There are reportedly only three American casino operators that currently have enough financial clout to purchase the entirety of Caesars Entertainment Corporation while any other such interested local parties would only be able to acquire the available firm after conducting a reverse merger for stock.
Corporate change:
According to a report from GGRAsia, this is the opinion of the Asian branch of global brokerage firm, Sanford C Bernstein and Company, following recent moves that have seen billionaire investor, Carl Icahn (pictured), become Caesars Entertainment Corporation’s largest shareholder and name a trio of new change-focused directors to its board.
Investor intent:
Caesars is responsible for over 30 American casinos including seven in its home city of Las Vegas but has seen the value of its shares decline by around 30% over the course of the past year. This sharp deterioration has led 83-year-old Icahn to begin pushing for the firm to be sold or merged with a rival operator so that it may be better able to fulfill its potential.
Capable trio:
Sanford C Bernstein and Company analysts, Eunice Lee, Vitaly Umansky and Kelsey Zhu reportedly used a Tuesday note to declare that while Wynn Resorts Limited and MGM Resorts International have sufficient assets to purchase Caesars Entertainment outright, only Las Vegas Sands Corporation could conduct such an exercise using just cash.
Share dependence:
The team moreover explained that other American casino operators such as Eldorado Resorts Incorporated and Penn National Gaming Incorporated could only purchase select assets of Caesars Entertainment Corporation using cash with any larger move due to rely almost entirely on stock deals.
Reportedly read the analysts’ investigation…

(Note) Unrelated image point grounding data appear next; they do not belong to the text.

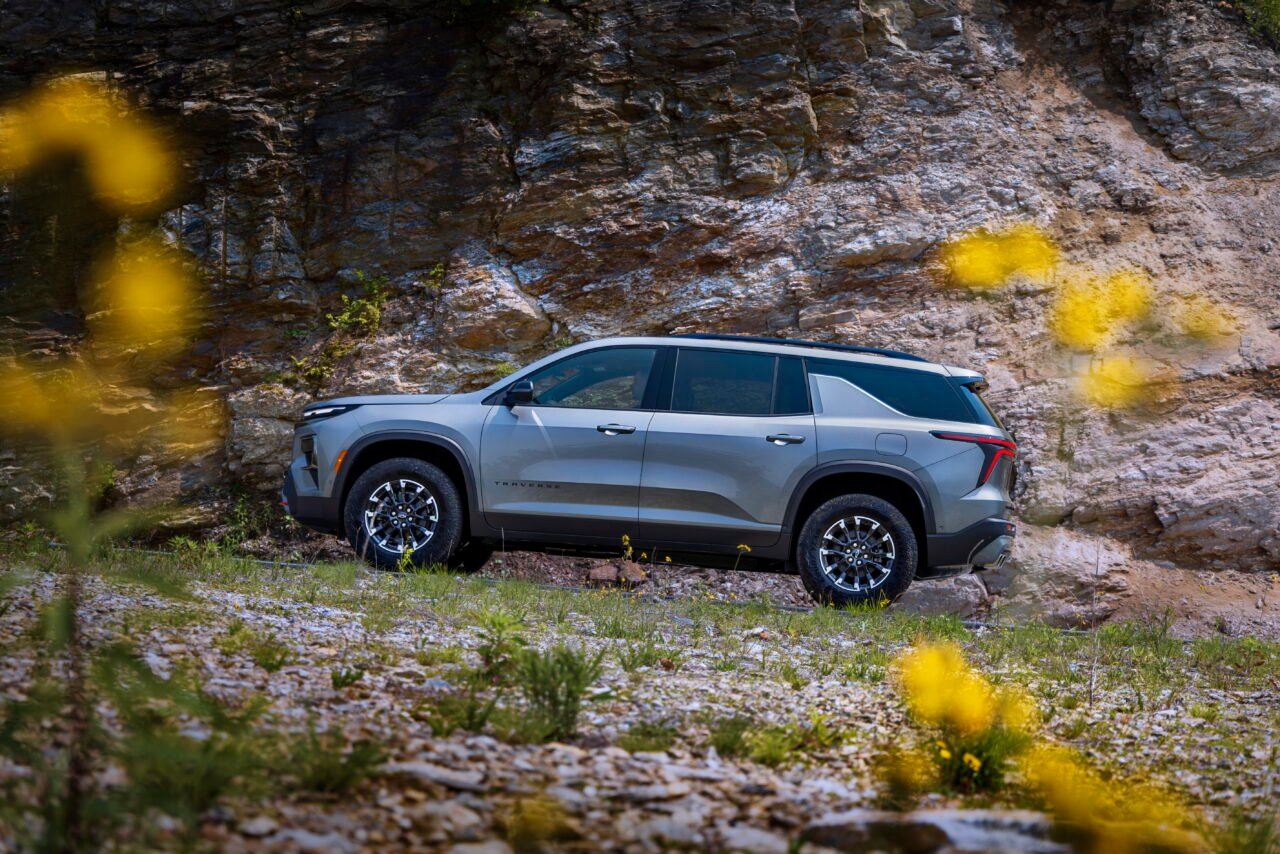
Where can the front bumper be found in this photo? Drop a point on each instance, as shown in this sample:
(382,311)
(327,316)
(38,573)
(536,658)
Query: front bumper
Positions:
(314,511)
(986,543)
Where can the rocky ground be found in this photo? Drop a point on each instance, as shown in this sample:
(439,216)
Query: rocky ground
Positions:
(1056,576)
(1196,718)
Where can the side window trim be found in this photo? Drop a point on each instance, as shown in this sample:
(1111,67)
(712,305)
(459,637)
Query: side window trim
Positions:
(804,384)
(496,398)
(877,398)
(670,397)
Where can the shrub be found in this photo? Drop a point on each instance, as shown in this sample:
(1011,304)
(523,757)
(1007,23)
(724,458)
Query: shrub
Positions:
(977,729)
(325,762)
(648,738)
(553,685)
(1262,16)
(728,735)
(790,743)
(501,639)
(344,676)
(362,315)
(469,709)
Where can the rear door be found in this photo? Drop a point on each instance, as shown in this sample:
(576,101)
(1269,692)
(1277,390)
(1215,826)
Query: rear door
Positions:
(721,465)
(568,464)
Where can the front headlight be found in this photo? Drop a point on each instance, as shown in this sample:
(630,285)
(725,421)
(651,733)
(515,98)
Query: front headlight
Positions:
(318,412)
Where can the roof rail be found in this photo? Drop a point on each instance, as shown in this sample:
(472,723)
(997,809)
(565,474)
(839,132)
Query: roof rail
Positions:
(794,342)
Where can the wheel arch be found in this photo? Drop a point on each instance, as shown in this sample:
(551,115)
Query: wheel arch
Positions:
(899,487)
(429,447)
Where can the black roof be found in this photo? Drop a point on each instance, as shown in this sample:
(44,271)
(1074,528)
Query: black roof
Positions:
(794,342)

“There could be cash funding created via asset sales but a large portion of Caesars Entertainment Corporation’s asset base has already been sold. While a potential buyout may result in acquisition at a premium to the current share price, albeit likely in the form of new stock, failure to find a transaction could easily lead to a collapse in shareholder interest and a drop in the price. With limited long-only interest, the value dislocation could last for some time.”